I like to do data analysis and I want to learn more and more everyday !
Thank you
I have copied my code below. I start with a list of 50 small integers, representing the number of televisions owned by 50 families. My objective is shown in the object 'tv.final' below. My effort seems very wordy and inefficient.
Question: is there a better way to start with a list of 50 integers and end with a grouped data table with proportions? (Just taking my first baby steps with R, sorry for such a stupid question, but inquiring minds want to know.)

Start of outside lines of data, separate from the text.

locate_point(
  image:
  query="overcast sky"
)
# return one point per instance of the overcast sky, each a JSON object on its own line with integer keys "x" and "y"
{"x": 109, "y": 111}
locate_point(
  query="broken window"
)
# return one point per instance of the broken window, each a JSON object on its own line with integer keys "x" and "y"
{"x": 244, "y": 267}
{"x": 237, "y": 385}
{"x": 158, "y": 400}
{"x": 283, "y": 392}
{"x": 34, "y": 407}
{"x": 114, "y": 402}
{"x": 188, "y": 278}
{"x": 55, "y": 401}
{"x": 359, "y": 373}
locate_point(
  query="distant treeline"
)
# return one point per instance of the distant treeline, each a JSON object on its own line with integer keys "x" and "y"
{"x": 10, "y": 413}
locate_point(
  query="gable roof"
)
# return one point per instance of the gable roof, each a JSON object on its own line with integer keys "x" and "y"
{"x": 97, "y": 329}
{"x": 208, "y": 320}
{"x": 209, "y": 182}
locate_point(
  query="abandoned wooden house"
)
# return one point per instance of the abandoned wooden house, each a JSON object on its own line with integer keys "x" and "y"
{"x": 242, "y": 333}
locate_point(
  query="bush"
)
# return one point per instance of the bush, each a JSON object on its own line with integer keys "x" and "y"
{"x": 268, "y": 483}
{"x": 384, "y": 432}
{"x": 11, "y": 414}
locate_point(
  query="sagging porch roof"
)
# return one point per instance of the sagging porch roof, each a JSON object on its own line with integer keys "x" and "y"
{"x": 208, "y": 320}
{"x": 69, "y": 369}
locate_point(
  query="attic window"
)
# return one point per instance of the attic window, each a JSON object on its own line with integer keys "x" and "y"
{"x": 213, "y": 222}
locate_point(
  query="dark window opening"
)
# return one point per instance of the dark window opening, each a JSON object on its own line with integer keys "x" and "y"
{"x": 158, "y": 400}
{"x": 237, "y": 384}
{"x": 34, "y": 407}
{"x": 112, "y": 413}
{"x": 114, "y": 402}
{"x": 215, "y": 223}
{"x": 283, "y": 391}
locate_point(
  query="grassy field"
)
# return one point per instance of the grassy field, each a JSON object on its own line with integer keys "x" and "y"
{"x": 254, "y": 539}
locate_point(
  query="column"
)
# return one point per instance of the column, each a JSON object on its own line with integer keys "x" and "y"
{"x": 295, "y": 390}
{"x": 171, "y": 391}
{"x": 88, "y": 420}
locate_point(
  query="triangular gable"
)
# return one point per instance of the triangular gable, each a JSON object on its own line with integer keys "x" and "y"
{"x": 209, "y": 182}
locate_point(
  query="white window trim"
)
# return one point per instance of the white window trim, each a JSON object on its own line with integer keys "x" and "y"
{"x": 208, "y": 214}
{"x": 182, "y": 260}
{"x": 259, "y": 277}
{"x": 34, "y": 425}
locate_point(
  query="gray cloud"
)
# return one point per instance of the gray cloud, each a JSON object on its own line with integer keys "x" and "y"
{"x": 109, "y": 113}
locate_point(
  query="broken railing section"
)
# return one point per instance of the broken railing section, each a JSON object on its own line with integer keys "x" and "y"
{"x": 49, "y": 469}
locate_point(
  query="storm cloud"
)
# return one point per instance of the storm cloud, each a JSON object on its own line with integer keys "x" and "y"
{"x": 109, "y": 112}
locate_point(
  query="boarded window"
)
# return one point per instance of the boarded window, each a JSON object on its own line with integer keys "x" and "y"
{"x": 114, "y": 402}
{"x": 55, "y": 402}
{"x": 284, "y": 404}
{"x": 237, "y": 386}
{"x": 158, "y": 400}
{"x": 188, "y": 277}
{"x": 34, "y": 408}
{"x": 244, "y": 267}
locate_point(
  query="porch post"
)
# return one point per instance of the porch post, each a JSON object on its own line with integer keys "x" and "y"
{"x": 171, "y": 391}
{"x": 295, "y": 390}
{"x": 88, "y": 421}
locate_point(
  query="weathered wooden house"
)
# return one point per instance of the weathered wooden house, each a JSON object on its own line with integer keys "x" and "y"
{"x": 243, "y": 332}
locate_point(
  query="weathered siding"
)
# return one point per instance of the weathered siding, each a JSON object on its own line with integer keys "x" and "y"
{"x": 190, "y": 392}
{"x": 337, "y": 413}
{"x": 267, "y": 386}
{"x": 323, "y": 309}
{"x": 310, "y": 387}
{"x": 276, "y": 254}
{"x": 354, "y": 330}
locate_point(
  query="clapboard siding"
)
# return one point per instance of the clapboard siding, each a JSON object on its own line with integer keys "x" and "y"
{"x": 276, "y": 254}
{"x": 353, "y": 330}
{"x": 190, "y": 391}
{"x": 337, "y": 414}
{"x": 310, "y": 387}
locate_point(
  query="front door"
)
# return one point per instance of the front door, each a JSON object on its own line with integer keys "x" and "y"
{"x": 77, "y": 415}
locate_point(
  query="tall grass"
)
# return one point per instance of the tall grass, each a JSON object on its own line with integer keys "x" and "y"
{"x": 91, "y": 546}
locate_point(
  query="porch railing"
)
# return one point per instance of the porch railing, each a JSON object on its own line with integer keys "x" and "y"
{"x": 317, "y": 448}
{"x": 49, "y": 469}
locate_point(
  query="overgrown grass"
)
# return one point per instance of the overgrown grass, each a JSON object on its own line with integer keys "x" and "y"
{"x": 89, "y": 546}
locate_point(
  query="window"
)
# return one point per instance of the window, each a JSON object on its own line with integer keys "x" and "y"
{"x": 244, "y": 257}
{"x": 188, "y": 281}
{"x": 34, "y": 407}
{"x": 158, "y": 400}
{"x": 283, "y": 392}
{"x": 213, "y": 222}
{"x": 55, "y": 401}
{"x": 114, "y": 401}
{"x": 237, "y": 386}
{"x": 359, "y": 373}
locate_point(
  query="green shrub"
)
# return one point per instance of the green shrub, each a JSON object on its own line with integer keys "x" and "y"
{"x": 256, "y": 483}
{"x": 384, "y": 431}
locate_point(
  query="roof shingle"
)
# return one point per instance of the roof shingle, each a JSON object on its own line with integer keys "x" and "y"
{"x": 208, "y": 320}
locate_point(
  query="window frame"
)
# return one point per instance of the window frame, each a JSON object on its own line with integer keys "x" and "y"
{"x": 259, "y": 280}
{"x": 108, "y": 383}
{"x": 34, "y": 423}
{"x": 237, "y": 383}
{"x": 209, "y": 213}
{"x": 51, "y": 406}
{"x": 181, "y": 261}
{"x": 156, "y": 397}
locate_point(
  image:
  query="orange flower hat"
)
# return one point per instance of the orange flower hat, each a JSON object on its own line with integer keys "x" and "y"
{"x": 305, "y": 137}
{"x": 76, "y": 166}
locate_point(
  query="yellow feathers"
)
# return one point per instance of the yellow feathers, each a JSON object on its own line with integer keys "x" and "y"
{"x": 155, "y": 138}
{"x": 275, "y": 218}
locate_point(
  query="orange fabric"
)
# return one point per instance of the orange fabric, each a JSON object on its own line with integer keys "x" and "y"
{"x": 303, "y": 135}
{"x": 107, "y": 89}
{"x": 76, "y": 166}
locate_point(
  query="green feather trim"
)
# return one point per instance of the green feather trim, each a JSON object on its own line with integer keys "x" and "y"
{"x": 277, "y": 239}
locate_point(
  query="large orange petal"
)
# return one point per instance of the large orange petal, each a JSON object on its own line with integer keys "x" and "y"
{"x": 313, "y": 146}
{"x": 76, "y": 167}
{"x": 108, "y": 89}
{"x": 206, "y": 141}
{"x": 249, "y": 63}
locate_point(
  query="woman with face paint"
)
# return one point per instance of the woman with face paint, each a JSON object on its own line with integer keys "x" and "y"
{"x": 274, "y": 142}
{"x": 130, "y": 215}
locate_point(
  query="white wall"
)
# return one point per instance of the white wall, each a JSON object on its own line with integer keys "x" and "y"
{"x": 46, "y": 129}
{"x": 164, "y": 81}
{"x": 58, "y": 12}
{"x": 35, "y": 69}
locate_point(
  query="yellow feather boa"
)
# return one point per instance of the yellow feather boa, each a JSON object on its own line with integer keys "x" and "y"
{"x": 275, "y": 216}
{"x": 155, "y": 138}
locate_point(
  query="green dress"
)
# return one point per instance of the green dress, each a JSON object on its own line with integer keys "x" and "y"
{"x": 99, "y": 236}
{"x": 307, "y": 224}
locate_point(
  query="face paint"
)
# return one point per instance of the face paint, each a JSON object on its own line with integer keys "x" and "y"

tv.data <- read.table("Tb02-08.txt",header=TRUE)
str(tv.data)
# 'data.frame': 50 obs. of 1 variable:
# $ TVs: int 1 1 1 2 6 3 3 4 2 4 ...
tv.table <- table(tv.data)
tv.table
# tv.data
# 0 1 2 3 4 5 6
# 1 16 14 12 3 2 2
tv.prop <- prop.table(tv.table)*100
tv.prop
# tv.data
# 0 1 2 3 4 5 6
# 2 32 28 24 6 4 4
tvs <- rbind(tv.table,tv.prop)
tvs
# 0 1 2 3 4 5 6
# tv.table 1 16 14 12 3 2 2
# tv.prop 2 32 28 24 6 4 4
tv.final <- t(tvs)
tv.final
# tv.table tv.prop
# 0 1 2
# 1 16 32
# 2 14 28
# 3 12 24
# 4 3 6
# 5 2 4
# 6 2 4
You can treat the object returned by table() as any other vector/matrix:
tv.table <- table(tv.data)
round(100 * tv.table/sum(tv.table))
That will give you the proportions in rounded percentage points.